【羽アリ=シロアリではない!】種類と見分け方を解説します羽のついた小さな虫を見かけて、「シロアリかも…?」と不安になることはありませんか?
でも実は、「羽アリ=シロアリ」とは限りません。
この記事では、「羽アリとは何か?」から、「シロアリ・クロアリそれぞれの主な種類と特徴」まで、わかりやすく解説します。
■ 羽アリとは?すべてがシロアリではない!
羽アリとは、「羽の生えたアリのような虫の総称」で、実はシロアリとクロアリの両方に存在します。見た目はよく似ていますが、まったく別の生き物です。
- シロアリはゴキブリに近い昆虫
- クロアリはハチに近い昆虫
名前は似ていますが、分類上もまったく違うのです。
日本には多くのアリが生息しており、それぞれの種が繁殖期になると羽アリとなって飛び立ちます。このときに「羽アリが出た=シロアリ!」と勘違いしやすいのです。
■ 家に被害を与えるシロアリの種類と特徴
日本で家屋に被害を及ぼす代表的なシロアリは、次の2種類です。
▶ ヤマトシロアリ
- 体長:5mm〜7mm
- 羽の長さ:約7mm
- 特徴:全体的に黒っぽく、イエシロアリよりやや小柄。
- 発生時期:主に春〜初夏に羽アリとして飛び出す。
ヤマトシロアリは湿った木材を好み、日本全国に広く生息しています。
被害が出やすいのは浴室やキッチン、雨漏りのある場所など湿気の多い場所です。
▶ イエシロアリ
- 体長:7mm〜9mm
- 羽の長さ:9mm〜12mm
- 特徴:頭部は淡い褐色で卵型。

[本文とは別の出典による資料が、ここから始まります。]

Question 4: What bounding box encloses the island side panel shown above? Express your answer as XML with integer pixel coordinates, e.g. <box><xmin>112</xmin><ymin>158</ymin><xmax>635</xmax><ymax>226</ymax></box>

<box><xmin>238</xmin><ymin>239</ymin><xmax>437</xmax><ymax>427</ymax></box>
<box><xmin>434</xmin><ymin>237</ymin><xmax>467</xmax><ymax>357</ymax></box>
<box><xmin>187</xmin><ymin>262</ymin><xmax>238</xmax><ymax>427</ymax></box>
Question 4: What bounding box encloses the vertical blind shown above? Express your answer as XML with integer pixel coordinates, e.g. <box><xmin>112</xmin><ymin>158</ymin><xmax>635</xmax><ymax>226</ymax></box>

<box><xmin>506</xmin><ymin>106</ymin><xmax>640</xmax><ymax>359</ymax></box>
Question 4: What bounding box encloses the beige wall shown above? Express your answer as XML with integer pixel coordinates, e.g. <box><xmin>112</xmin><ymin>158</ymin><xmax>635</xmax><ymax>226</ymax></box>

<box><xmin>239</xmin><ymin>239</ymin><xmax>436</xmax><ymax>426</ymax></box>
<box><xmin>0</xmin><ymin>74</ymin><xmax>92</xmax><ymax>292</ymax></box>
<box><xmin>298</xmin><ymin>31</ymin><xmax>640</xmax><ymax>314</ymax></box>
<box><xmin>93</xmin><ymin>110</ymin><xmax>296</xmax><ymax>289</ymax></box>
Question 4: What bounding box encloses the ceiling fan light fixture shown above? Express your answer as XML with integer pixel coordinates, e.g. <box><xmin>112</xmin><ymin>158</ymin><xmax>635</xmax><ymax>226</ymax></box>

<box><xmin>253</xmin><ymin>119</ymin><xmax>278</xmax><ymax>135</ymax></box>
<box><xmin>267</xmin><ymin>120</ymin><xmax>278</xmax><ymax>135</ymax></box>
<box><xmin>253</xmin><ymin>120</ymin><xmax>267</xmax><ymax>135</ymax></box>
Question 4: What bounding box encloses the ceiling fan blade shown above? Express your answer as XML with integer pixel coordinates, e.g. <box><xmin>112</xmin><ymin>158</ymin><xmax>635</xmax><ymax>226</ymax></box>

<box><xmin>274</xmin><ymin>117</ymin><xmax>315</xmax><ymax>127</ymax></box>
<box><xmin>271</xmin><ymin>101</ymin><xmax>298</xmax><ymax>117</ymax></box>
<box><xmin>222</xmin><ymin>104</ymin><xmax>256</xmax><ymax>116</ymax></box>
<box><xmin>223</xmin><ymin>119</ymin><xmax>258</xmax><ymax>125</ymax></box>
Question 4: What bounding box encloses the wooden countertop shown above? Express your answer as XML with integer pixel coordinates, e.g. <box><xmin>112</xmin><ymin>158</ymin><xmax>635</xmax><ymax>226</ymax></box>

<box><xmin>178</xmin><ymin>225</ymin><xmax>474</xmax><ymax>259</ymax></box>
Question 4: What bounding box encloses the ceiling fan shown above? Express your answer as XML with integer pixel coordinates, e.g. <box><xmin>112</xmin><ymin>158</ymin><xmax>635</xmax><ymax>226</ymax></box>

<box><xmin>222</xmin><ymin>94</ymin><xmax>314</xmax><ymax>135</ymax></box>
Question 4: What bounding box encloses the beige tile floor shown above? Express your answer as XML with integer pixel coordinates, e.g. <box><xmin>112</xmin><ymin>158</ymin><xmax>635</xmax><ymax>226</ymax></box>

頭の大きさが体長の約1/3を占めます。
- 発生時期:主に初夏〜夏にかけて羽アリとして飛びます。
イエシロアリは活動範囲が広く、被害も深刻になりやすい種類です。乾いた木材にも被害を与えるため、早期の対策が重要です。
■ 日常でよく見るクロアリの羽アリたち
クロアリは家屋に直接的な被害を与えることはありません。
しかし、繁殖期になると羽アリとなって飛び立つため、見た目にはシロアリと混同されがちです。
ここでは、日本でよく見られるクロアリの代表種をご紹介します。
▶ クロオオアリ
- 体長(働きアリ):7mm〜12mm
- 羽アリの体長:約18mm
- 特徴:日本全国に広く分布。舗装された道や庭先などでもよく見かける、最も身近なアリ。
▶ クロヤマアリ
- 体長(働きアリ):約5mm
- 羽アリの体長:約11mm
- 特徴:日当たりの良い乾いた地面に巣を作る。全国に分布する一般的なクロアリの一種。
■ 羽アリの役割と発生の理由
羽アリは、どの種類でも繁殖のために生まれてきます。
女王アリが産んだ新たな羽アリたちは、新しい巣を作り、子孫を増やすために旅立つのです。
つまり、羽アリの出現は「そのコロニーが十分に成長し、次の世代を作る準備が整ったサイン」と言えます。
■ まとめ:羽アリを見たら、まず種類を見極めて
羽アリを見つけたからといって、すぐに焦る必要はありません。
シロアリかクロアリかで、対処法は大きく変わります。
- クロアリなら家への被害は少ないため、清掃や簡単な対策でOK
- シロアリの可能性があるなら、早めに専門業者に調査依頼を!
羽アリを見つけた際は、ぜひこの記事の情報を参考にして、冷静に見極めてください。